One ought not to downplay the importance of the public law, as too quick a tendency to disobey it and place one's private whims in its place causes severe disorder. This disposition makes such men "unframable into societies wherein they live." I.16.6, 140. It is as if they prefer to live in a legal wilderness, outside the pale of social and harmonious life. "Thus by following the law of private reason, where the law of public [reason] should take place," these men "breed disturbance." I.16.6, 140. Even in such basics as food and in fasting or abstinence, the entire gamut of law--the law of nature, the natural law, the public law of society (both civil and ecclesiastical), and the divine law--have a role. To concentrate on one law, even if it be the divine law as revealed in Scripture--and ignore or neglect the others is, for Hooker, a very grave error."Thus we see," concludes Hooker, "how even one and the selfsame thing is under diverse considerations conveyed through many laws, and that to measure by any one kind of law all the actions of men were to confound the admirable order, wherein God has disposed all laws, each as in nature, so in degree distinct from [the] other." I.16.7, 142.
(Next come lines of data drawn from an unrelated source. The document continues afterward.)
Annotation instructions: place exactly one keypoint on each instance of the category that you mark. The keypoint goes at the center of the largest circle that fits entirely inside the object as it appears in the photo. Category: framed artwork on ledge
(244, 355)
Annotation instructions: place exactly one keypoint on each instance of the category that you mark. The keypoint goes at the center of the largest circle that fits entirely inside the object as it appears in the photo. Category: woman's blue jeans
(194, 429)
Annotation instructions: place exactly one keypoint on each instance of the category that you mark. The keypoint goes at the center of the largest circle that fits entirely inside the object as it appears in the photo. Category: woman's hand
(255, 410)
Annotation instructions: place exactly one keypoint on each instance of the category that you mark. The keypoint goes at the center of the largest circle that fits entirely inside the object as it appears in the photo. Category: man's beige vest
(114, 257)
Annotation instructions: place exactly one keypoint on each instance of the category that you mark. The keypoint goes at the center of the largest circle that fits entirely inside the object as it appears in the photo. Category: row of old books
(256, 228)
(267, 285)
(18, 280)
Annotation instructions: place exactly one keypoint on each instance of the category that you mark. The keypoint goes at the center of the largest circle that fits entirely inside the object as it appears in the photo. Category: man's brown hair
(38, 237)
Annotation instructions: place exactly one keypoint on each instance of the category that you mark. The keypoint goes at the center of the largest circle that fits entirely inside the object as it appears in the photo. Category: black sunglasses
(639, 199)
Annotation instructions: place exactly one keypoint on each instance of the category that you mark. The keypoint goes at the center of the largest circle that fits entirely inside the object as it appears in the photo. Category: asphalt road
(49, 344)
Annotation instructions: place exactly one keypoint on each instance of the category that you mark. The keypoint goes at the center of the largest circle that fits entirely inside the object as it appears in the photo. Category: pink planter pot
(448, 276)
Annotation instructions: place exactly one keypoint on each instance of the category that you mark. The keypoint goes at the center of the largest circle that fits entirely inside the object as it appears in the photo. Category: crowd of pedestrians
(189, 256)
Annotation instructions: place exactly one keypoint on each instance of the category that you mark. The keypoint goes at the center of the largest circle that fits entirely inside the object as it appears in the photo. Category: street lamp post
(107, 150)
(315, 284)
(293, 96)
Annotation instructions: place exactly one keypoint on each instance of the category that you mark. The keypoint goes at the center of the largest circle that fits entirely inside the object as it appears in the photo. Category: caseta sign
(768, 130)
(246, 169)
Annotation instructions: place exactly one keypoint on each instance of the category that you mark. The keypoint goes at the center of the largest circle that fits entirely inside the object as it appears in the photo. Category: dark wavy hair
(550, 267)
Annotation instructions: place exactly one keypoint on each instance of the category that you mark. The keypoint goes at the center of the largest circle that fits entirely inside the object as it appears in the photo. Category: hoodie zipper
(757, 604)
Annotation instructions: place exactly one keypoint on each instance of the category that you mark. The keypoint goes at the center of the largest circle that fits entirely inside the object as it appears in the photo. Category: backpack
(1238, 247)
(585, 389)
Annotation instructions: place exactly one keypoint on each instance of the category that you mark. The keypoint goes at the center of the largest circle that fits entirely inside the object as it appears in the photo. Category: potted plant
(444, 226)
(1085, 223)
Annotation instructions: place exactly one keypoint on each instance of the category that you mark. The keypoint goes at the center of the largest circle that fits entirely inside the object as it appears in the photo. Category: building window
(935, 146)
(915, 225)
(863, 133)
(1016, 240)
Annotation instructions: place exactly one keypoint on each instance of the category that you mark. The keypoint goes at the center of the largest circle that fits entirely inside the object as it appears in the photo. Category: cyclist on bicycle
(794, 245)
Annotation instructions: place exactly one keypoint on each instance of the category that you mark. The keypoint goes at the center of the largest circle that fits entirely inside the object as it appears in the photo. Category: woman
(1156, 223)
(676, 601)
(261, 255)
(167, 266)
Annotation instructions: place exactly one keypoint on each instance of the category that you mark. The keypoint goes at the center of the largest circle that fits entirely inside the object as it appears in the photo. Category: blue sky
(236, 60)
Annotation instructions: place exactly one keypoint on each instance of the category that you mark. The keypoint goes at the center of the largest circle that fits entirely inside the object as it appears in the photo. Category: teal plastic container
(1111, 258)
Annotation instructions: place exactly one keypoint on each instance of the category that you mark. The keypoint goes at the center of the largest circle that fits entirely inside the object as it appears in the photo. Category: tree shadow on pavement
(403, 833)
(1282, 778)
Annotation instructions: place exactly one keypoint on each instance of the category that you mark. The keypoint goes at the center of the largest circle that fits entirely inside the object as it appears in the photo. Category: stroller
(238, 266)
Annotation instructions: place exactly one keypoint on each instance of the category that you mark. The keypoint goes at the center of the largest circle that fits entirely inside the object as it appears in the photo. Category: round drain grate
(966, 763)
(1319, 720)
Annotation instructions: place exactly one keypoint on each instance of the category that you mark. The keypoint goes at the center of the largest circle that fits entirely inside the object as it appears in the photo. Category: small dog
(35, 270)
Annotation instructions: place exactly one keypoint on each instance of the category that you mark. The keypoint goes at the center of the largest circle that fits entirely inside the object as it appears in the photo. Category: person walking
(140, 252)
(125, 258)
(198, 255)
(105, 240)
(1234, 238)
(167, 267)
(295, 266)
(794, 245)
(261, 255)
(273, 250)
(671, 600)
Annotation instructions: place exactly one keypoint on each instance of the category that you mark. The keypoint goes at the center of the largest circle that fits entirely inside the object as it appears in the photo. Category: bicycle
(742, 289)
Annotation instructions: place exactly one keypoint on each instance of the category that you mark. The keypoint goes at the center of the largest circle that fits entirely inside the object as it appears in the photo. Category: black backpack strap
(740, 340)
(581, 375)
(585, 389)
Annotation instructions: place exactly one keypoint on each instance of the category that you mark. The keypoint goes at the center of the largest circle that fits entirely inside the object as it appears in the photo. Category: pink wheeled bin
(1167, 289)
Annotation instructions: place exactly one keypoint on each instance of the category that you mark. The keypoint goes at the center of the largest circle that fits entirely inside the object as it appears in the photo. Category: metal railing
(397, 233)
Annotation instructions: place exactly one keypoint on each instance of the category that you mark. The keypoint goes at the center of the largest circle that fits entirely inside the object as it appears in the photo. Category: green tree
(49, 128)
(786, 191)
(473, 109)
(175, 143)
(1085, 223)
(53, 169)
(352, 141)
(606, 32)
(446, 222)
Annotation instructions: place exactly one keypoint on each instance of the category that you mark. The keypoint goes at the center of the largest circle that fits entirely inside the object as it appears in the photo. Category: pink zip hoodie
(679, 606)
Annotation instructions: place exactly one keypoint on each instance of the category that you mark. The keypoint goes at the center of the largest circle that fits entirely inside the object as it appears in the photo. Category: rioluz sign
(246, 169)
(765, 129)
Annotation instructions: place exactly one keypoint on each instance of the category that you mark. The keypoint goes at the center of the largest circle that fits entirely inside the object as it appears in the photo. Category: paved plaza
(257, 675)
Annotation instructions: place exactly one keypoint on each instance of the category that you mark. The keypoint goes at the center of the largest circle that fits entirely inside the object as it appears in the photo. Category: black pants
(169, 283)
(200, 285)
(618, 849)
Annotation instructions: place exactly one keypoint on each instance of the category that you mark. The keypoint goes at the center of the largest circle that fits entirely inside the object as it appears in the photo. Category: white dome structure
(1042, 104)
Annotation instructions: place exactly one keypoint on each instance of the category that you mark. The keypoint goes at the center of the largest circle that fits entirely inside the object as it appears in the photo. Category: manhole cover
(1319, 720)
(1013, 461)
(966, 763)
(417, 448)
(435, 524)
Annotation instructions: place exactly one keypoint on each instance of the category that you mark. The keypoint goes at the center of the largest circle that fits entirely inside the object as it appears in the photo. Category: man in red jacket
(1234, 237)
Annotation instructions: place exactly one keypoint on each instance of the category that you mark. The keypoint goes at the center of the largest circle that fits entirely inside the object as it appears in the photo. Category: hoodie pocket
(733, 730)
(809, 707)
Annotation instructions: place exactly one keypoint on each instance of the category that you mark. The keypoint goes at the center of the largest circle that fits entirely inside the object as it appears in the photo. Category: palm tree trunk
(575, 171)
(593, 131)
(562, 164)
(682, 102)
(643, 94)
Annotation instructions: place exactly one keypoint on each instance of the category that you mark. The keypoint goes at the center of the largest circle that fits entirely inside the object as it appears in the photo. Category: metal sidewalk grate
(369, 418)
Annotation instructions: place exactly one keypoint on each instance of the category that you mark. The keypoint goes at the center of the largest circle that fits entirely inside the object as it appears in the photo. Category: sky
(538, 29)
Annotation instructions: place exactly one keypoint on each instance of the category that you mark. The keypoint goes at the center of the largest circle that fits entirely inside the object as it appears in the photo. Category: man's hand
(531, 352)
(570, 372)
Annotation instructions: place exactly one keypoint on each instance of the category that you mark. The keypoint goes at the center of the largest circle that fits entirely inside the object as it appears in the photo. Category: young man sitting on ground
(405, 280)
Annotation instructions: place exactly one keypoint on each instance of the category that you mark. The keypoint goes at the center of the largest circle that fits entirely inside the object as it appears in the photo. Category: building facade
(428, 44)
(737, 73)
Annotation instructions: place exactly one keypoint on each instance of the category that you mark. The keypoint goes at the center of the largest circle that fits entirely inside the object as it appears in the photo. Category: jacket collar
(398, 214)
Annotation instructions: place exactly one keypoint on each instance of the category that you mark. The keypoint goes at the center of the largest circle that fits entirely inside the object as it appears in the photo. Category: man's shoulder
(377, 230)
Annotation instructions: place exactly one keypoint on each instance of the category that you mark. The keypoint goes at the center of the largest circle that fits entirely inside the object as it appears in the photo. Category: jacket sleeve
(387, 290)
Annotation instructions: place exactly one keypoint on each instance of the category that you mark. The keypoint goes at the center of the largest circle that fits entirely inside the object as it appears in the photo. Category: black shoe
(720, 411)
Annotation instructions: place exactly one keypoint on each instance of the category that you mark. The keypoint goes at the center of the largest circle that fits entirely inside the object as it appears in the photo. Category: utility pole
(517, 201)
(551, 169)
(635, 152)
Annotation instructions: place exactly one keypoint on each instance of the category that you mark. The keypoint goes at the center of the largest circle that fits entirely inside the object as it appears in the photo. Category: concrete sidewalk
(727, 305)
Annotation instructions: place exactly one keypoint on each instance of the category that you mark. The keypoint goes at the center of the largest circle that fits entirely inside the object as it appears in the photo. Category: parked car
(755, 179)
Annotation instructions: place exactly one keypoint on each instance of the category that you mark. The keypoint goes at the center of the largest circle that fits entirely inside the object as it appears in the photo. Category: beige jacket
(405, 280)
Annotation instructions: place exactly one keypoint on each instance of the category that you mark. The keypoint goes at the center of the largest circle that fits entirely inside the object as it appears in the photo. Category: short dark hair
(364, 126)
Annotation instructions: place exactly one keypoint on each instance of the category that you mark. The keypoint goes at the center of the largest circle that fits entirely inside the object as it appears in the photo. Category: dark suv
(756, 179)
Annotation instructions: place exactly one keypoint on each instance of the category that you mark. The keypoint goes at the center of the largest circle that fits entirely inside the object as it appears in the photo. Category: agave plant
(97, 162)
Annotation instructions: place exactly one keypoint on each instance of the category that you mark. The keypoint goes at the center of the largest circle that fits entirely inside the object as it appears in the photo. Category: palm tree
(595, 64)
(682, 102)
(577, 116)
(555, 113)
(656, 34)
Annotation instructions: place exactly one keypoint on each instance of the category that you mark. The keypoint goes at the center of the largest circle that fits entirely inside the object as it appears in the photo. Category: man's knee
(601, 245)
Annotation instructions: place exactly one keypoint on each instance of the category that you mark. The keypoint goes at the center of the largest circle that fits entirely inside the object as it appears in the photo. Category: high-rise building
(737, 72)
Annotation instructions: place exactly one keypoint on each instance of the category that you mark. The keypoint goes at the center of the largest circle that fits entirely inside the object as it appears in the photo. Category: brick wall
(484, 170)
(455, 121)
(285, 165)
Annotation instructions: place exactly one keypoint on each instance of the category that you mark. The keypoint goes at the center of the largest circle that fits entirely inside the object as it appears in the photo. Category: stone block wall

Wherefore, that here we may briefly end, of law there can be no less acknowledged, than that her seat is the bosom of God, her voice the harmony of the world, all things in heaven and earth do her homage, the very least as feeling her care, and the greatest as not exempted from her power, but Angels and men and creatures of what condition soever, though each in different sort and manner, yet all with uniform consent, admiring her as the mother of their peach and joy.
I.16.8, 142.

And here concludes our review of the judicious Hooker's first book of Of the Laws of Ecclesiastical Polity. It is a work of great merit, one well-within the classic Aristotelian/Thomistic tradition. It insists on a message which has been suppressed by the secularists and humanists of our age: all law, even human law, participates and must find its source in the eternal law of God, and in the most direct internal source of that eternal law of God, the natural moral law, or the law of reason that is within us, not withal rejecting the role that the divine law, graciously revealed by our loving God, may have. Grace builds upon nature. The divine law upon the natural law. And all law, strictly so called,--there are no exceptions--is from God.